Dolan and Jackson are, to this outsider, a living embodiment of the turn that the Baby Boomer generation took in the 1980s. They incorporate bits and pieces from authentic countercultural traditions into their self-image and sense of style while their material standing and personal behavior remain type-A egotistical rich guy. And so it seems likely to me that the fame-obsessed Dolan, far from resenting the famous Jackson, will want this cool Grateful-Dead-fan guy, this fellow outcast, to be his friend. They have much more in common than Dolan and Donnie Walsh, or even Dolan and Isiah Thomas.

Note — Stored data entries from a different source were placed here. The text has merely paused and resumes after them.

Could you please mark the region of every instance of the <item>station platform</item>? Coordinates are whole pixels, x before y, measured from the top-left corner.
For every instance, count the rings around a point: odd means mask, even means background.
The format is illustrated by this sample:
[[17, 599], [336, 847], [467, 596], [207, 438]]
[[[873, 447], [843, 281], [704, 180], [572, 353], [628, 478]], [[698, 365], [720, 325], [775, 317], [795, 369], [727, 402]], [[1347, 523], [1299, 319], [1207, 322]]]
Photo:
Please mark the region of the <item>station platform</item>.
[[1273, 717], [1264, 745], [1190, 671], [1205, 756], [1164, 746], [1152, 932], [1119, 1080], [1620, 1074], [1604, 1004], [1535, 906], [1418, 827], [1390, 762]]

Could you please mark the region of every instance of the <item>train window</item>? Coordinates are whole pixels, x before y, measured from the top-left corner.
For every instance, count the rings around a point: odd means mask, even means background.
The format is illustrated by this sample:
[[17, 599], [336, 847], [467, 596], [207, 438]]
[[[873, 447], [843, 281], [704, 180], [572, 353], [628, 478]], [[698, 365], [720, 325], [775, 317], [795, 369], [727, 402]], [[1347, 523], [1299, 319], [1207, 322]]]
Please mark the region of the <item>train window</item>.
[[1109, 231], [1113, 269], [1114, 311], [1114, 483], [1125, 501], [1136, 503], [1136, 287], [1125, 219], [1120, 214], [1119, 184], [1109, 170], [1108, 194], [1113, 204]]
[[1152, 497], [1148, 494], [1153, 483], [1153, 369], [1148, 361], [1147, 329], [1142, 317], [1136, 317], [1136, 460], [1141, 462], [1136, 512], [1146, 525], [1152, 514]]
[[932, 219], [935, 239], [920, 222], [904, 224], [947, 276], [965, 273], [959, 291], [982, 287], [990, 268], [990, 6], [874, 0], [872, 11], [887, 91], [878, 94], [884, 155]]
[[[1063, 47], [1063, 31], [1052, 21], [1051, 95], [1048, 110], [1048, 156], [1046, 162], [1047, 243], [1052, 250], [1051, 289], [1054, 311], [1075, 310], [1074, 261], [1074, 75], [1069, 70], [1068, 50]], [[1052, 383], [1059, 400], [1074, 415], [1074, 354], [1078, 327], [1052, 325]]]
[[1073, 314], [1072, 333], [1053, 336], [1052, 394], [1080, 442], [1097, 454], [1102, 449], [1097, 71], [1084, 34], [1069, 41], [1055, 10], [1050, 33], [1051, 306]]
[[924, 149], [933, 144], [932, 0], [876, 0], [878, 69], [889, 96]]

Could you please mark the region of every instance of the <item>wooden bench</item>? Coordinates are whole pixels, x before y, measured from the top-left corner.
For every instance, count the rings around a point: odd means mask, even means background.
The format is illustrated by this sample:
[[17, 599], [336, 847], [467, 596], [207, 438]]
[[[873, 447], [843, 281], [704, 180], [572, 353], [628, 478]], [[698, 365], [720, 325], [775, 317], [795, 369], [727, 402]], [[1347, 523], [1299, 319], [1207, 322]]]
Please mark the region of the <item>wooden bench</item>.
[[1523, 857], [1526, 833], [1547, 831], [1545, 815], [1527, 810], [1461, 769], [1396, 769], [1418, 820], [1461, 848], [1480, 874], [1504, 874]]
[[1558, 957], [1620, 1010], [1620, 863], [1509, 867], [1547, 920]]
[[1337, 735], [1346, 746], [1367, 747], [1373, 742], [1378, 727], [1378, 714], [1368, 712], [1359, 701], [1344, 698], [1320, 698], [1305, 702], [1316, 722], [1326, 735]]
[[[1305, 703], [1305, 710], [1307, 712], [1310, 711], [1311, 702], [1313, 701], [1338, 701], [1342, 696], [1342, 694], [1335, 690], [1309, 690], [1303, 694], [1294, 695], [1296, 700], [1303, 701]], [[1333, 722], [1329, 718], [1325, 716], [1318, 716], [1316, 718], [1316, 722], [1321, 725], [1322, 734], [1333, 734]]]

And that's all it should take for Knicks fans to feel good about the move. Remember, the problem wasn't actually that Dolan listened to Isiah per se. Dolan should be taking advice from people who have actually played and coached NBA basketball. The problem was that Thomas' advice turned out to be terrible. But Phil Jackson, for all his goofy huckster side, actually knows what he's talking about when the subject is basketball. He will definitely need to bring along people who understand statistics and the salary cap and the demands of scouting. But the Knicks have actually had those kinds of front-office employees before — remember when they uncovered that diamond-in-the-rough point guard from Harvard? What the team and its fans have always needed is someone that Dolan will actually listen to when the crucial decisions are being made. In Jackson — and in Jackson's likely ability to carry on a conversation about Eric Clapton with his boss by way of convincing the latter not to, say, sign Tracy McGrady out of retirement for $50 million — they might have found him.